In RIM, the males were more commonly affected or at least the female predominance
was lesser when compared with spontaneous meningioma (SM).[2]
[5]
There is a higher incidence of calvarial meningiomas in radiation-induced group when
compared with the SM which may be related to the higher dose delivered to the calvaria.[2]
On histological grading, RIMs have a higher incidence of grade II and III meningiomas
than in those with SMs.[2]
[5] Yamanaka et al in their extensive literature search had reported an incidence of
13.3% grade II and III RIM following irradiation for pituitary adenomas[6] and also reported 33.9% of aggressive meningiomas (atypical 21 cases, anaplastic
9 cases, and papillary meningioma 1 case) in the high-dose radiation group than in
the low-dose group.[2] To the best of our knowledge, this is the second case in the literature of radiation-induced
grade III meningioma.
On the whole Louis et al had concluded that aggressive meningiomas with high proliferation
indices, or atypical, or multifocal tumors are more frequent in the radiation-induced
group than SMs.[7]
Because of the invasive nature of aggressive RIM, radical excision may not be always
possible and thus adjuvant treatment and clinical long-term follow-up are required.
Management
The main treatment modality for most cases of RIM is surgical excision.
In RIM, in view of higher incidence of calvarial meningiomas, parasagittal and falcine
meningiomas, assessment of superior sagittal sinus is needed preoperatively. In few
cases, the tumor's vascular anatomy may be visualized by preoperative angiography
and preoperative embolization may be helpful in highly vascular tumors.[8]

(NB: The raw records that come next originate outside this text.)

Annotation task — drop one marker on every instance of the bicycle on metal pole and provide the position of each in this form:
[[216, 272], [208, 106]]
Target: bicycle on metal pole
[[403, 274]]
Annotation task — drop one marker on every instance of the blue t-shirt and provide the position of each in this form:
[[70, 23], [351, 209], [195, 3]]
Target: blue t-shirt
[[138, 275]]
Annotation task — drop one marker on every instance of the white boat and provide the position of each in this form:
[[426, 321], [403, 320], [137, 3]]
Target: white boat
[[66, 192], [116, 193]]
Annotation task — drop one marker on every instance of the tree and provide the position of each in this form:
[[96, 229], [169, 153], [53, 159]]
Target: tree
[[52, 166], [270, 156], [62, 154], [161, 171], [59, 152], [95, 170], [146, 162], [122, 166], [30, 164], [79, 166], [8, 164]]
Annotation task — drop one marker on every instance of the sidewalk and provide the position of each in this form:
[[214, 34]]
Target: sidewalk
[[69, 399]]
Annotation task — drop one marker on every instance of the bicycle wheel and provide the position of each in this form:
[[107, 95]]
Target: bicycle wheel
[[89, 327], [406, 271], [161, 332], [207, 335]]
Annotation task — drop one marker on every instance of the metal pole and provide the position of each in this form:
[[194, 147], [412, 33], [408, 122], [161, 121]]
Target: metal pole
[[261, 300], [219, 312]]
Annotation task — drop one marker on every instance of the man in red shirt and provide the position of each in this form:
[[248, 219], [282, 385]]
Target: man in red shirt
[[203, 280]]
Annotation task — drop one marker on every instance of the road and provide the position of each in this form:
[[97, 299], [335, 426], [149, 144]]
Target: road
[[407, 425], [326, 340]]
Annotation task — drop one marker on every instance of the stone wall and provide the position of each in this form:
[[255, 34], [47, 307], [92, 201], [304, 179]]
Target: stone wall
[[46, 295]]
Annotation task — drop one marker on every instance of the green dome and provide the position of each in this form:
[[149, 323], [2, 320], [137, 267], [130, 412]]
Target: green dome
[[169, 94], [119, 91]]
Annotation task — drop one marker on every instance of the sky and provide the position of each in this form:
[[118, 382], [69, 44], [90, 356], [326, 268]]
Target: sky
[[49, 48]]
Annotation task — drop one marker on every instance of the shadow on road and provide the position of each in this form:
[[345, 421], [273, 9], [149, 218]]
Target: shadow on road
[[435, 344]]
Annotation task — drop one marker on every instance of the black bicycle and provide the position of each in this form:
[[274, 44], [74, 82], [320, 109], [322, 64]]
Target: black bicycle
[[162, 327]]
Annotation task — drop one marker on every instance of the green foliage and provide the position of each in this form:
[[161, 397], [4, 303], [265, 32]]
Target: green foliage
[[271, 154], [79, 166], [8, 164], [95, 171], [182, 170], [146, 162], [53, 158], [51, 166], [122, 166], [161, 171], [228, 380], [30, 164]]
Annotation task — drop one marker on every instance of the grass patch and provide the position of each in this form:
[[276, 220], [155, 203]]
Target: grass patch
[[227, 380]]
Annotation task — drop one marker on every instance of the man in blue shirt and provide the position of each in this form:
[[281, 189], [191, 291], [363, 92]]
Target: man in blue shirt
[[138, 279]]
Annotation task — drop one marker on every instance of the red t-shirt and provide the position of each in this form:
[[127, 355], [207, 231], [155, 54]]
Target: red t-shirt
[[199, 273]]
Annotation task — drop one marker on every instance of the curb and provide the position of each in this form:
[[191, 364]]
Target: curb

Complete surgical resection is an important component of treatment of RIM. For aggressive
RIM involving dura matter wide resection margin is vital to prevent recurrence.[8] Also, radical removal of the tumor involving the under- or overlying bone is significant
in determining the tumor recurrence.[8] However, for tumors which involve a major cranial sinus or skull base, it becomes
difficult to excise with wide resection margin and hence higher recurrence rates have
been reported.[8]
[9]
Despite the radiation-related origin of these tumors, stereotactic radiosurgery or
fractionated stereotactic radiosurgery can provide as an alternative or adjunctive
treatment option in some patients.[8]
[9]
Despite radical surgery and radiotherapy treatment for RIMs, they have a higher recurrence
rates than SM due to their aggressive clinical behavior.[10]

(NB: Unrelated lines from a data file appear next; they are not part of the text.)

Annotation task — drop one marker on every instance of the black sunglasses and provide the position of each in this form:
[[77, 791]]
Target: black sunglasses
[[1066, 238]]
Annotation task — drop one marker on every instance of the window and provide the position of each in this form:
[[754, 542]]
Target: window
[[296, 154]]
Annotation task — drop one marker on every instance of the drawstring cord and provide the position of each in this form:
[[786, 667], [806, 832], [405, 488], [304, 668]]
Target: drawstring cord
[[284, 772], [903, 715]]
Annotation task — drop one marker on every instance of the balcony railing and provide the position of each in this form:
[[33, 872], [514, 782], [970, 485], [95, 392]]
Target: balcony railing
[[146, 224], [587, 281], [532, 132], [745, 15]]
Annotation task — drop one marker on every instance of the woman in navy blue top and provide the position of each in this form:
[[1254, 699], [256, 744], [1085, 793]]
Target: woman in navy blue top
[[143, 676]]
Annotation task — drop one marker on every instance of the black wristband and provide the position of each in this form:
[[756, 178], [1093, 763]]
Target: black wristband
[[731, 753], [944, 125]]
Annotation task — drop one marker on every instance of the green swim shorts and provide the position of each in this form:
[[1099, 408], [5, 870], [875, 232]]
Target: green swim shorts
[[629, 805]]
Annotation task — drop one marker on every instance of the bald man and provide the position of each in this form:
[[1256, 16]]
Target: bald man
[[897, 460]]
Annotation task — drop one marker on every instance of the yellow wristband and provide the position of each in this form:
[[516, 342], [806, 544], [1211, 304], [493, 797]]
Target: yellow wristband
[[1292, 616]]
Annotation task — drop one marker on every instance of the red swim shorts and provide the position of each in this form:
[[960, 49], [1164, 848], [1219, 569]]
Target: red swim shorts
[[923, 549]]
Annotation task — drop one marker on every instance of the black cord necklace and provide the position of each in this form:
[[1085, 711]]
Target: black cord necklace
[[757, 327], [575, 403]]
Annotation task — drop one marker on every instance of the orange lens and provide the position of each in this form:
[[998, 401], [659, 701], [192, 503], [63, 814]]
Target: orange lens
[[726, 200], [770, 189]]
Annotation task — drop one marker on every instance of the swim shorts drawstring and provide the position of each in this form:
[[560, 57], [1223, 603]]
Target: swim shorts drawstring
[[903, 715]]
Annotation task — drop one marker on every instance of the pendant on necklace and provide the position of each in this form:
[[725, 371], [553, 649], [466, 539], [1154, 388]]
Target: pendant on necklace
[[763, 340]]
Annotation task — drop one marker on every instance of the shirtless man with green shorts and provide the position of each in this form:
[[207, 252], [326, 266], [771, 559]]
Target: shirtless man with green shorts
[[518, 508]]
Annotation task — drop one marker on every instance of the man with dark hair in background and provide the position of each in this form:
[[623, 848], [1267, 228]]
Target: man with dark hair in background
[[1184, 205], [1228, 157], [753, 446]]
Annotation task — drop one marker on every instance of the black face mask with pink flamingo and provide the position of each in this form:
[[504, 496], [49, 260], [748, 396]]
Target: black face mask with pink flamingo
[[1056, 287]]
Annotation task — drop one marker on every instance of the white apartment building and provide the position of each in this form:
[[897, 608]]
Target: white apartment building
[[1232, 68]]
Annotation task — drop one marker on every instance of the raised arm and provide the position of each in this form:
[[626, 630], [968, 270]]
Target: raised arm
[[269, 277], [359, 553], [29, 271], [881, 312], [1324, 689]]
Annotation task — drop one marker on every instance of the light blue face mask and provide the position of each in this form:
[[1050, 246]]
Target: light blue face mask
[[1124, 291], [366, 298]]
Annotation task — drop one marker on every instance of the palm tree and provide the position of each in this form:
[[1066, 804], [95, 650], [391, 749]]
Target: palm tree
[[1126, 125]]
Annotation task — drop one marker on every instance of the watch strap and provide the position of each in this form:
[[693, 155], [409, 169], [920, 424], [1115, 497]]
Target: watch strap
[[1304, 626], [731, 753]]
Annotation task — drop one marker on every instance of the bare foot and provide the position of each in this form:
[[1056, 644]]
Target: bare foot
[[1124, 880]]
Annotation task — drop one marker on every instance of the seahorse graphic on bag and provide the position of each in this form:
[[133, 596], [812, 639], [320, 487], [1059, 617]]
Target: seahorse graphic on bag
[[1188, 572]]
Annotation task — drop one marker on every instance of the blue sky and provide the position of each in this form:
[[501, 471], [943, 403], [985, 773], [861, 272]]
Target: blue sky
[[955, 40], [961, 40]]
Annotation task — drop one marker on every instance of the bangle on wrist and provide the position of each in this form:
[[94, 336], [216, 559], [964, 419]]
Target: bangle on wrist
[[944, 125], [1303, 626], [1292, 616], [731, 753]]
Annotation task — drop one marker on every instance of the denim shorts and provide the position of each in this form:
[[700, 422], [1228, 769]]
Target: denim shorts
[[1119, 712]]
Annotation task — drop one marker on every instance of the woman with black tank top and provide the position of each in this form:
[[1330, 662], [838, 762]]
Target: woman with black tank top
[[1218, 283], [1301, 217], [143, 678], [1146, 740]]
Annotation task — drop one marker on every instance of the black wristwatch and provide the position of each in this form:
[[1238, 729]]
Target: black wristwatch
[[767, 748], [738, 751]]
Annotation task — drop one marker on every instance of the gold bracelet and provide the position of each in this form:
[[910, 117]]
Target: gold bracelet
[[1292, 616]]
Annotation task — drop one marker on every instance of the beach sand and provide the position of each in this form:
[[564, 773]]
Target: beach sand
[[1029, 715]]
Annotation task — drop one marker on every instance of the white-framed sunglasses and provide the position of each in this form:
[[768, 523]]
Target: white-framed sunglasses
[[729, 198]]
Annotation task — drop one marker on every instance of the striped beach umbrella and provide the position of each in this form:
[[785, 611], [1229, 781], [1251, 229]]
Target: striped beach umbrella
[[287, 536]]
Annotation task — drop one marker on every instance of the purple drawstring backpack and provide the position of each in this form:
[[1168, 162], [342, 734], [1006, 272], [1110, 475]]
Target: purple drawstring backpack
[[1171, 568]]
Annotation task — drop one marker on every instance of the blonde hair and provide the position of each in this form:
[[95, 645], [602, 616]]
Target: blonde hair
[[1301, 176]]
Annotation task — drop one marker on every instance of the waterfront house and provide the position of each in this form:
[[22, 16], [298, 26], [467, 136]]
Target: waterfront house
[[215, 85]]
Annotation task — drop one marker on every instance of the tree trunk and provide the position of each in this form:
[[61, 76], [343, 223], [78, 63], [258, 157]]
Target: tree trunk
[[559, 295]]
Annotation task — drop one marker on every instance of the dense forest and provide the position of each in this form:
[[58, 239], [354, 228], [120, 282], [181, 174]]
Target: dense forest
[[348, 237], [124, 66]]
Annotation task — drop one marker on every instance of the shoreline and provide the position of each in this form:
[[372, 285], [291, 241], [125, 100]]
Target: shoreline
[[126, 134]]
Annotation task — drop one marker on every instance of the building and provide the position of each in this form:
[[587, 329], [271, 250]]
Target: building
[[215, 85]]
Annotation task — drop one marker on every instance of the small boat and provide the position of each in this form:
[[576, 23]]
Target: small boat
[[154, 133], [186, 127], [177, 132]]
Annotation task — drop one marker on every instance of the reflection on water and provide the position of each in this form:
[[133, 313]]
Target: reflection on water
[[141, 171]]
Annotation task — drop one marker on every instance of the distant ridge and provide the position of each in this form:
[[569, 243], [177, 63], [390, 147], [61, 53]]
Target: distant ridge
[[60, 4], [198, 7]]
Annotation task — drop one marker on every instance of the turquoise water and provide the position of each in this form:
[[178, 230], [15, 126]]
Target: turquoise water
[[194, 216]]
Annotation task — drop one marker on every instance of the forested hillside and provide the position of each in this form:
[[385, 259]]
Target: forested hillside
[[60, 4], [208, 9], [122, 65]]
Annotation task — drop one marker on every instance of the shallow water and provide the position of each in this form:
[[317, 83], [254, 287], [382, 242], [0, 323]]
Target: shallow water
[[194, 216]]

In our reported case, following the first surgical excision of pituitary adenoma patient's
vision improved. As he developed a recurrence with visual deterioration he was reoperated.

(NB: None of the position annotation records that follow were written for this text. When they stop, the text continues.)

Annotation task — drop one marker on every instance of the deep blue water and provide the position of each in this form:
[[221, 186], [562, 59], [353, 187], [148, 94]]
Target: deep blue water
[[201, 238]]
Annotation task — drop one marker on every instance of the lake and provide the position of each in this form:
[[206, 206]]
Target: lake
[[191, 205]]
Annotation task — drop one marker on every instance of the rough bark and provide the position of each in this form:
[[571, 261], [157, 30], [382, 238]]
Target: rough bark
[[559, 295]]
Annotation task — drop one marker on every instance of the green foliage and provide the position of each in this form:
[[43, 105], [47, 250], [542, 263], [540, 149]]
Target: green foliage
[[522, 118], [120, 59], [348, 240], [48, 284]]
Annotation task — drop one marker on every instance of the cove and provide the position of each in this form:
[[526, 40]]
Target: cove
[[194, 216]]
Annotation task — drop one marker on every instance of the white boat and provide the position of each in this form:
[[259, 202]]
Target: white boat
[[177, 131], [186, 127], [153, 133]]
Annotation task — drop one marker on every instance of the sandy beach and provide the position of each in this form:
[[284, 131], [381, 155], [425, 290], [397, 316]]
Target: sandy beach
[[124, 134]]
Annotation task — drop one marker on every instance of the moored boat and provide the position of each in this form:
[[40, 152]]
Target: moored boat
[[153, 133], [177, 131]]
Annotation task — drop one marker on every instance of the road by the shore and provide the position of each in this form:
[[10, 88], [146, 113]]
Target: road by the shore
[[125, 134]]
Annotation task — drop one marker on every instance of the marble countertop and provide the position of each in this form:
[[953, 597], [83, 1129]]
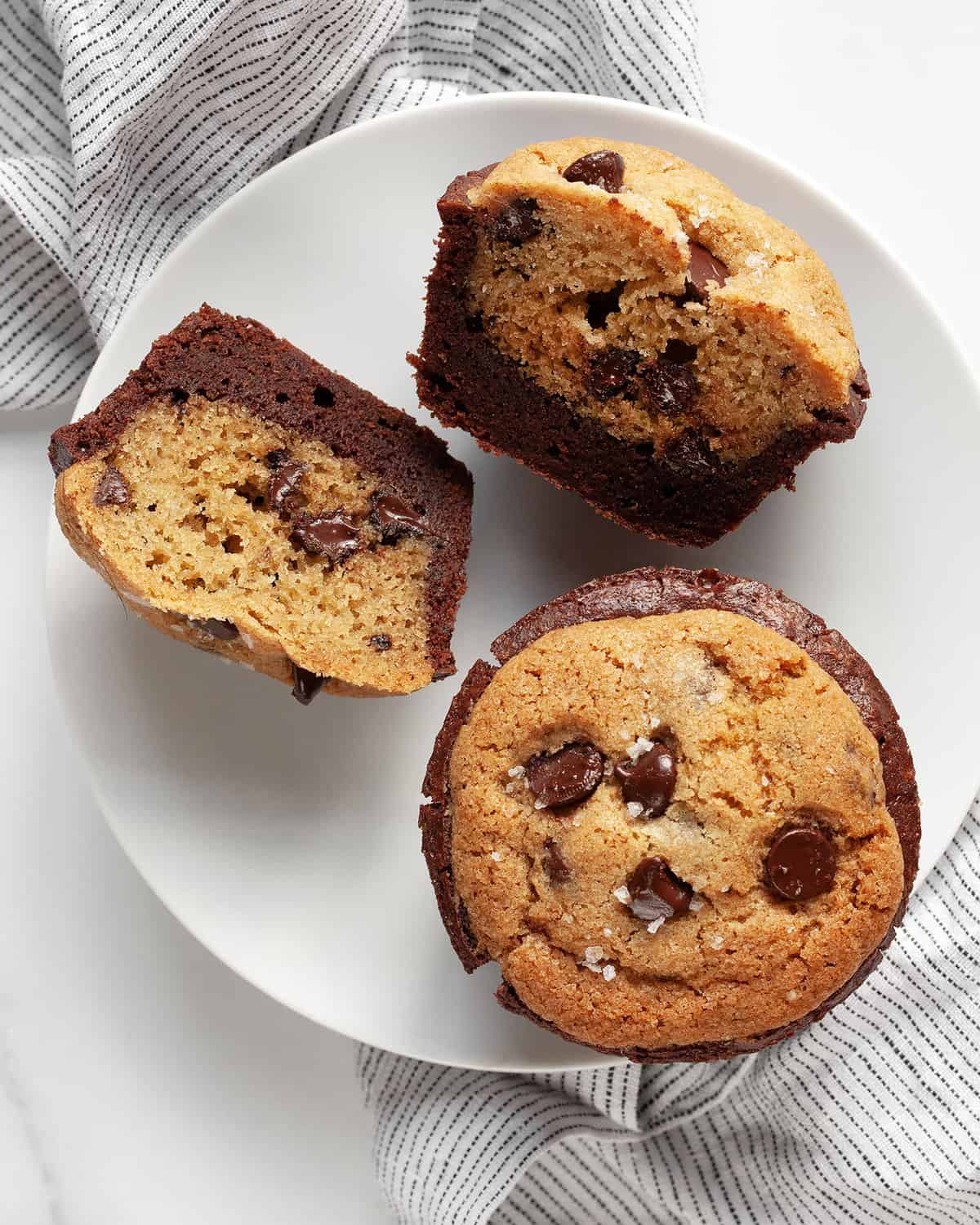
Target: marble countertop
[[140, 1080]]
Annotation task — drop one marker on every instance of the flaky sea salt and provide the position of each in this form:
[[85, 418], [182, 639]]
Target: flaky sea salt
[[639, 746]]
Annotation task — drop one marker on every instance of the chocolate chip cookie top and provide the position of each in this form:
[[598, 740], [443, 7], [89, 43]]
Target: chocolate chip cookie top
[[652, 299], [742, 908]]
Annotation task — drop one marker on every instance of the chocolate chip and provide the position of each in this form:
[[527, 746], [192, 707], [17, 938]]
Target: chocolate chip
[[610, 372], [566, 777], [394, 517], [599, 169], [333, 536], [112, 489], [703, 269], [305, 685], [669, 387], [516, 223], [554, 865], [600, 304], [225, 630], [60, 456], [283, 485], [656, 892], [860, 382], [679, 352], [801, 862], [649, 779], [323, 397]]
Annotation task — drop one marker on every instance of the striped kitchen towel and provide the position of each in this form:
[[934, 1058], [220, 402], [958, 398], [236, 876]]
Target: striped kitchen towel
[[870, 1116], [122, 124]]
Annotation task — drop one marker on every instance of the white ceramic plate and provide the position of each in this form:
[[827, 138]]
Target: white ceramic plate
[[286, 838]]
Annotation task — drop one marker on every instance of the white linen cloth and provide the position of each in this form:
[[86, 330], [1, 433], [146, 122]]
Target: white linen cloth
[[122, 124]]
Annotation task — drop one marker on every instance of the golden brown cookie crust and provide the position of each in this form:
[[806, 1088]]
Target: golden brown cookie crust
[[774, 343], [764, 734]]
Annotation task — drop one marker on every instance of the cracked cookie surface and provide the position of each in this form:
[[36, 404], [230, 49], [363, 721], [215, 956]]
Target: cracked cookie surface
[[760, 739]]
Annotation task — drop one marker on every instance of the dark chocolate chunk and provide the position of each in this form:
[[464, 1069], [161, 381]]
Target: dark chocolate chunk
[[600, 304], [566, 777], [669, 387], [283, 485], [649, 779], [394, 517], [703, 269], [656, 892], [554, 865], [333, 536], [112, 489], [223, 630], [679, 352], [516, 223], [305, 685], [599, 169], [801, 862], [610, 372]]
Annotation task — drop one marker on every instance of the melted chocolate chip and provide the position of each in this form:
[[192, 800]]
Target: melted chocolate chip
[[394, 517], [801, 862], [599, 169], [679, 352], [610, 372], [516, 223], [669, 387], [566, 777], [656, 892], [305, 685], [703, 269], [225, 630], [283, 485], [554, 865], [333, 536], [649, 779], [600, 304], [112, 489]]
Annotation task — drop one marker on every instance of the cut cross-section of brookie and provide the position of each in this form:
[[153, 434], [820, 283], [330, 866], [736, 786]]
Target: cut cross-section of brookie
[[247, 500], [619, 321]]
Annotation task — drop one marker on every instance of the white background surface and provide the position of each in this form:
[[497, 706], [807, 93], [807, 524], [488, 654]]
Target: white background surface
[[140, 1080]]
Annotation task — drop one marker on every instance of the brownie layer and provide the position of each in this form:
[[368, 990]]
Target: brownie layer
[[685, 495], [232, 358], [649, 592]]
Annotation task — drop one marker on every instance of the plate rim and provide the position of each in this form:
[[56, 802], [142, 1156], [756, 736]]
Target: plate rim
[[590, 105]]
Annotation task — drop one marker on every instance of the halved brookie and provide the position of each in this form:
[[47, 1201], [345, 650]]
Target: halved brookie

Fearing further recurrence cranial radiotherapy was advised for residual pituitary
tumor after second surgery.
We could not explain the reason for repeated postoperative hematoma which occurred
after 10 days and resulted in poor outcome. We feel bleeding from the fragile pial
vasculature may be the cause for the postoperative hematoma.
Conclusion
RIM is the most common secondary cranial tumor caused by ionizing radiation exposure
to brain. The incidence of higher-grade lesions is more common in the RIM group, especially
in patients exposed to higher dose of radiation. RIMs have a clinically aggressive
behavior and are difficult to treat. The treatment modality of choice is surgical
resection with wide resection margin. Radiotherapy can be given to residual/recurrence
of tumor. Despite aggressive treatment provided for RIMs, there are high recurrence
rates and higher risks of morbidity and mortality.